The observed downregulation of csf1r expression 12 h after carrageenin injection suggests a cytotoxic effect on macrophages since csf1r is an important biomarker for teleost fish macrophage survival, proliferation, and differentiation (Hanington et al. 2009; Roca et al. 2006). Studies on mice (Mus musculus), guinea pigs (Cavia porcellus), and zebrafish (Danio rerio) have shown that carrageenin can specifically deplete macrophages without affecting neutrophil activity (Kaneda et al. 1991; Mitsuyama et al. 1982; Phelps and Neely 2007), which lends weight to the hypothesis of a cytotoxic effect of carrageenin on gilthead seabream macrophages. Furthermore, the observed increase tendency of phox22 and phox40 at both 12 and 24 h after carrageenin injection suggests the activation or increased recruitment of acidophilic granulocytes to the inflammation site at that time. However, further studies are needed to elucidate the effect of carrageenin at the subcellular level and confirm these hypotheses (Belambri et al. 2018).

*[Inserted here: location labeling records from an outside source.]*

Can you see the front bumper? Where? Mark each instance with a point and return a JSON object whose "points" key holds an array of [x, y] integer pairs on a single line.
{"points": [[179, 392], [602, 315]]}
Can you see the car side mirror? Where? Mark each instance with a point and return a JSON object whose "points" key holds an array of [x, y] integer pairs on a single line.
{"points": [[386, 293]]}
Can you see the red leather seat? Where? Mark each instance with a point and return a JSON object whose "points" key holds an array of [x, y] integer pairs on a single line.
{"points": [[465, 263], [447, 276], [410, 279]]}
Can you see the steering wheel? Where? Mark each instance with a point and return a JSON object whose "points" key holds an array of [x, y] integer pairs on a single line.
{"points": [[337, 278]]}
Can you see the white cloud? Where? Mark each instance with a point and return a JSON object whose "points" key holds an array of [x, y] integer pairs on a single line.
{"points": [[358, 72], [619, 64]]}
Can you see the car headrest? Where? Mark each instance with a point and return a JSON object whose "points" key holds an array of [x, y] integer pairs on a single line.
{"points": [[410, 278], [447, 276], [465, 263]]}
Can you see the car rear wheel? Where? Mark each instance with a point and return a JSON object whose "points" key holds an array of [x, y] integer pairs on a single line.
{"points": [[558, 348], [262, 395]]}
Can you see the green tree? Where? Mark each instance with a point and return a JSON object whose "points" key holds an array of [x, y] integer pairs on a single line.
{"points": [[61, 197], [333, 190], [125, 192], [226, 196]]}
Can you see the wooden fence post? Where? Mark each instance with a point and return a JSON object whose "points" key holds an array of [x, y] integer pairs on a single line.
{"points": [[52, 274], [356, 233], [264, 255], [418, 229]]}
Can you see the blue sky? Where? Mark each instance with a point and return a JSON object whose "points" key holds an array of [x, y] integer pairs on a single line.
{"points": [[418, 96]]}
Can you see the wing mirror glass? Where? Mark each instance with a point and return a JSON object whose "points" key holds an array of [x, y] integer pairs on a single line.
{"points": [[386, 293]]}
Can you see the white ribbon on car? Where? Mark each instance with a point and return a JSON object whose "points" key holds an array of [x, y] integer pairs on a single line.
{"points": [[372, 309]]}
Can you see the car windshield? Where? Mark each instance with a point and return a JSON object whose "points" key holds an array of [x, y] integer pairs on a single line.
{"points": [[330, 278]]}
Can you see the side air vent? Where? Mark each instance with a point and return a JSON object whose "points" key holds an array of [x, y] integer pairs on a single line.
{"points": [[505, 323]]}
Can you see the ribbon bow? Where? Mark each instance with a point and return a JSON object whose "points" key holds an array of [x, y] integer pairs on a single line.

Otherwise, and regarding the subunits of NF-κB transcription factor in mammals, it would be important to consider that RelA:NF-κB1 heterodimer is the principal product that induces the canonical signalling pathway of inflammation. RelB:NF-κB2 constitutes the non-canonical or alternative activation pathway, leaving c-REL subunit as a secondary molecule in this process (Mulero et al. 2019). Interestingly, the upregulated expression of c-rel at 24 h found in our study after carrageenin injection could suggest an alternative pathway of activating inflammation in fish. Thus, c-REL homodimers could combinate activating the transcription of inflammation-related genes, since c-REL heterodimers with other NF-κB components have not been documented (Mulero et al. 2019). In addition, the trigger of a faster inflammatory response than in mammals could also explain that the expression of cytokine genes was not significantly altered in the time tested. Taken together, these results suggest that the activation of these genes might be the first step in the termination of the innate immune response in order to restore homeostasis (Gugasyan et al. 2004).

Conclusion

These results indicate that the molecules involved in the inflammatory process, especially the proteins involved in the regulation of the inflammatory response, are mostly conserved among fish species, but their main functions can vary depending on the species due to the different orthologues present in each. Furthermore, the inflammation induced by subcutaneous carrageenin injection (at least at the tested dose) in the gilthead seabream abates within hours. The mechanisms necessary to terminate the inflammation response and recover skin homeostasis are activated between 12 and 24 h after injection. The in silico and gene expression analyses performed in this study might contribute to the identification of the main mechanisms of the acute inflammatory response. Our results have implications not only for applications in the aquaculture sector but also for basic research. Future studies using this characteristic pro-inflammatory mucopolysaccharide are needed to elucidate the complex mechanism of inflammation related to diseases or dietary supplementation in fish.